Okay, I guess. She doesn’t like a lot of it, but she’ll eat some.
Being here has made me realise some things about our food, though. For instance, how it all looks the same. I’ll ask my wife to help me take out my egusi from the fridge, and she’ll say, “Which one is that?” I’ll reply, “The brown one.” Then she’ll say, “They’re all brown!” And when you think about it, it’s true. They’re all brown.
Also, it never occurred to me how pungent things like iru and ofada are. The smells fill the whole house. Anyway, she eats some of my food, I eat some of hers, and if I don’t like what she’s made, I always have something Nigerian in the fridge.
Let’s talk about highlights and low lights. What has been your worst experience in the US?
The job with the automobile company. Nothing crazy happened, but the culture was off. You’d see people on the 8 am to 4 pm shift working till 2 am.
I was there for less than a year and had four different managers. Some were fired, some quit. They would literally fire people and walk them out of the building in the middle of a shift. It was just a weird place. Definitely my worst experience. I knew within three months that I was going to leave as soon as possible. That wasn’t the type of job I wanted at all.
That does sound toxic. What has been your best experience in the US?
Meeting my wife, getting married, and building this life for myself.
The reason I can even think about coming out to my parents now is because I’m in this safe relationship. If I didn’t feel like I was in something I’d have forever, I’d be afraid to come out. Because what if it didn’t work out?
But being safe in my marriage, knowing this is my family and the life I’m building, gives me strength. Never in my wildest imagination did I think I would have something like this as a lesbian woman. So yes, my marriage is the best experience of my life.
Sounds blissful. But let’s see if we can put a number to it. On a scale of one to ten, how happy are you in the US—and why?
I’ll say eight. In my personal life, it feels like a ten. Maybe even twenty over ten, to be honest. I feel so much safety, love, and acceptance.

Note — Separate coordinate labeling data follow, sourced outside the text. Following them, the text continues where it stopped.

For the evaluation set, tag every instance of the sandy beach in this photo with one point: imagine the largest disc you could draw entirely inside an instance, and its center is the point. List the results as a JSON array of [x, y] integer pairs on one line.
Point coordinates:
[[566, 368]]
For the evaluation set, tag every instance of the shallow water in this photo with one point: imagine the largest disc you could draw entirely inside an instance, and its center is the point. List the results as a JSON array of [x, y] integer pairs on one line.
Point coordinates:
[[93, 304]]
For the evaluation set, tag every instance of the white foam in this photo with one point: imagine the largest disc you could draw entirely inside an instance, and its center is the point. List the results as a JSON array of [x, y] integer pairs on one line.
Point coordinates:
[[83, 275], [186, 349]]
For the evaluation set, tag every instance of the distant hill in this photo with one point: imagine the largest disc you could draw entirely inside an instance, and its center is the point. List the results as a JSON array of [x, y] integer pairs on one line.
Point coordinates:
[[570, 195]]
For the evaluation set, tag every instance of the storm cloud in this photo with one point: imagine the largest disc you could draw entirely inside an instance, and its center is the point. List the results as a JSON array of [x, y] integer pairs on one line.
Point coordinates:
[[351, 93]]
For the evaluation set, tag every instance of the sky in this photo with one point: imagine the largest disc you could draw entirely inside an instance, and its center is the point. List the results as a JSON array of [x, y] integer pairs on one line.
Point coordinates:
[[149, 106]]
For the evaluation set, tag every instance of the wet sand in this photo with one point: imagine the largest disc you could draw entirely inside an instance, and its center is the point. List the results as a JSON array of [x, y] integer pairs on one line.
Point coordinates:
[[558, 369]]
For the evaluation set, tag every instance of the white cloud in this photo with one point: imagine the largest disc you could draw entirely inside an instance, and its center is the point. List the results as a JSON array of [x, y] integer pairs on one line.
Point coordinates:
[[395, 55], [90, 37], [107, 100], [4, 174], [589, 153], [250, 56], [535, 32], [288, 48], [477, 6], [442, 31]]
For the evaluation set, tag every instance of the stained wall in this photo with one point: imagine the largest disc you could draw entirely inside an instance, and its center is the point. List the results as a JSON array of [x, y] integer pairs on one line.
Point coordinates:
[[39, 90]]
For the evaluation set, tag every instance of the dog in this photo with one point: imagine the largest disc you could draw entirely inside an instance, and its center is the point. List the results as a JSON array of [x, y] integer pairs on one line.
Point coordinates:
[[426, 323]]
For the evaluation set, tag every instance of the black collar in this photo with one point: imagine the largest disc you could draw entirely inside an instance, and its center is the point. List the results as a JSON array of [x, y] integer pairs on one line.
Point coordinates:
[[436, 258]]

But in the US as a whole, living as a black woman and an immigrant isn’t easy. I haven’t really suffered direct discrimination, and I’m fortunate to be able to apply for my green card through my wife. But I know people who got sponsored by their jobs only to be laid off and stranded.
Even if you’re not directly affected, you see and hear what’s happening to other Nigerians here. People detained by ICE, and partners creating GoFundMes to help them out. It all feels heavy.
It’s heavy being in this country. But I also feel like it’s not just here. Look at all the things happening in Nigeria this week. There’s a lot going on in the world right now. That’s why I say eight. My personal life is good, but there’s so much happening outside of that, and you can’t really isolate yourself.